By Jim Tortolano/Orange County Tribune
One of Garden Grove’s most successful tax generators may be getting a 40 percent share of what goes into the city treasury from its operations for a 10-year period.
That’s if the city council on Tuesday approves a “restrictive covenant agreement” with the operators of the Great Wolf Lodge, a 603-room waterpark hotel resort on Harbor Boulevard.
What’s proposed is an arrangement in which two-fifths of the “transient occupancy tax” (also known as “bed tax”) paid by visitors to the hotel be shared with the hotel operators to “induce” the hotel operators to invest an estimated $40 million in renovations, including adding new food and beverage dining options, enhanced resort pool and entertainment activities including new “dry attractions,” updated rooms and updated common facilities.
That’s an estimated $27.7 million subsidy over a decade.

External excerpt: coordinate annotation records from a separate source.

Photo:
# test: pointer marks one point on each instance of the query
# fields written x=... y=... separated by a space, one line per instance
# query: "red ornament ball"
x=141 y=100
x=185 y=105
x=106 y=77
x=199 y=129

The reasoning behind the deal is that Great Wolf needs to “protect its brand” by bringing it up to current standards at other locations in the chain. If not renovated, according to a city report, the resort could lose the Great Wolf brand and thereby be a less independent attractive hotel with a separate water park.
The deal would also prevent the establishment of another Great Wolf Lodge within a 200-mile radius, which would include cities such as San Diego or Bakersfield. Such an agreement is intended to keep the TOT cash flow to the city intact and robust.
The council will meet at 6:30 p.m. in the Community Meeting Center, 1130 Stanford Ave.